En estos momentos sólo sabes que está aquí, contigo, y que es ahora cuando por fin te atreves a mirarlo, a aceptarlo, ya no te resistes a él, sólo lo observas con curiosidad, lo sientes en cada fibra de tu ser, pero ya no hay dolor, no hay malestar, simplemente, lo estás sintiendo…
Hablamos del miedo con temor y rechazo, parece que tener miedo es lo más desastroso del mundo, que lo peor que nos puede pasar es experimentar esta emoción. Desde luego que esta forma de pensar es la que nos han enseñado desde bien pequeñitos “no tengas miedo, eso es de niños pequeños” nos decían nuestros mayores, nos enseñaron a ocultar nuestro temor y, en todo caso, a enfrentarnos a él, no se nos dijo que hay otra opción…
Parece que está mal visto decir que tenemos miedo y más aún si te mueves en el mundo del desarrollo personal, en el que podemos escuchar por todos lados el “enfréntate a tus miedos” “vence a tu miedo…” muchas frases y cursos que siguen inculcándonos la idea de que al miedo hay que vencerlo.
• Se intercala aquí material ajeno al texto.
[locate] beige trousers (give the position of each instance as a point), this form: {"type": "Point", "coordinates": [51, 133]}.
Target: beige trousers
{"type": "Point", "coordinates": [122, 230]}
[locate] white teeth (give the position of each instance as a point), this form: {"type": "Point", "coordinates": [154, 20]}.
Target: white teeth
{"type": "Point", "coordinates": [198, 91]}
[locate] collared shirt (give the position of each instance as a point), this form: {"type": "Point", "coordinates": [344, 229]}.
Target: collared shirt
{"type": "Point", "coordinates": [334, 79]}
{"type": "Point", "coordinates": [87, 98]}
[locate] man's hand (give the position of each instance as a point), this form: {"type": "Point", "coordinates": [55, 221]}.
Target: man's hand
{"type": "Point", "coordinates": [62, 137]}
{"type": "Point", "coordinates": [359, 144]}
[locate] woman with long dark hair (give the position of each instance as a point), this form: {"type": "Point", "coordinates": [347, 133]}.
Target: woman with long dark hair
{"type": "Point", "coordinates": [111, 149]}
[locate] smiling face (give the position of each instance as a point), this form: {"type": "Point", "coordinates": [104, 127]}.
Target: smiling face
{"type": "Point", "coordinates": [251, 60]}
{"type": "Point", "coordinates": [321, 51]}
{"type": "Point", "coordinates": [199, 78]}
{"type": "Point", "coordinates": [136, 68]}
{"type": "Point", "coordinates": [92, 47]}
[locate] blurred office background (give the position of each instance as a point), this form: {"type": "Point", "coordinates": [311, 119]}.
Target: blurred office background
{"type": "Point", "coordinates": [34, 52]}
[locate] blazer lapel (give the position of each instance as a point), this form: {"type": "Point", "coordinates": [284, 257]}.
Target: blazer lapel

Si me sigues, ya sabes que soy bastante distinta en cuanto a las ideas que circulan en torno al crecimiento y desarrollo personal, y en este aspecto no es diferente. Querido amigo, querida amiga, YO TAMBIÉN TENGO MIEDO, cada día, miedo a muchas cosas y la mayoría de ellas son “irracionales”. En el tiempo que llevo dedicándome al mundo del crecimiento personal una de las lecciones más importantes que he aprendido ha sido el no enfrentarme a mis miedos, no odiarlos ni intentar que desaparezcan, sino todo lo contrario…
No podemos vencer a una emoción con la razón, es imposible. Si nos enfrentamos a nuestro miedo, puede que en una batalla en concreto ganemos, sin embargo, créeme, el miedo volverá y comenzaremos una nueva batalla interna con él, una tras otra el resto de nuestra vida, ese es el precio a pagar de enfrentarse a tus miedos…
Nunca dejaremos de tener miedo, por muchas batallas que libremos. ¿Sabes? Yo prefiero el amor a la guerra. Este miedo que siempre me va a acompañar hasta el último momento de mi vida, este miedo que me indica que estoy vivo en este maravilloso mundo, a este miedo prefiero tenerlo como amigo que como enemigo. Piensa que siempre conocerás mejor a tu amigo que a tu enemigo, sabrás como tratarlo y te sentirás cómodo a su lado.
Y el primer paso que das para hacer amigos, ¿cuál es? Eso es…aceptar su presencia, te presentas ante él y das un paso para conocerlo, te interesas por él. Este amigo en particular, tiene muchas cosas que decirte y enseñarte. A este amigo lo tienes a tu lado, no delante ni detrás. Es oscuro sí, pero ya no pesa, puede que te oscurezca por un momento la visión, sin embargo, ¿sabes cual es la buena noticia? ESTÁS BRILLANDO, esa luz que emana de ti cuando haces lo que siempre has querido y que por estar en guerra con tu miedo nunca has hecho. Ese brillo que hace que tu miedo también se ilumine y, JUNTOS ILUMINAIS EL RESTO DEL MUNDO.
Doy gracias todos los días por haber aprendido esta maravillosa lección, ya que gracias a ella, hoy puedo ver como muchas personas experimentan estos procesos de cambio y transformación. Cuando están enfrente del camino de brasas, enfrente del camino de cristales o están a punto de dar el paso para romper una flecha, es en esos momentos cuando miras cara a cara a tu miedo, lo sientes en cada una de las fibras de tu cuerpo y magníficamente, LO ACEPTAS, lo tienes a tu lado y vas junto a él a caminar, a dar ese último paso que por estar luchando contra el nunca has dado. Comienzas a FLUIR CON TU MIEDO, deja de ser una carga para empezar a ser un magnificado acompañante, en definitiva, UN MAESTRO.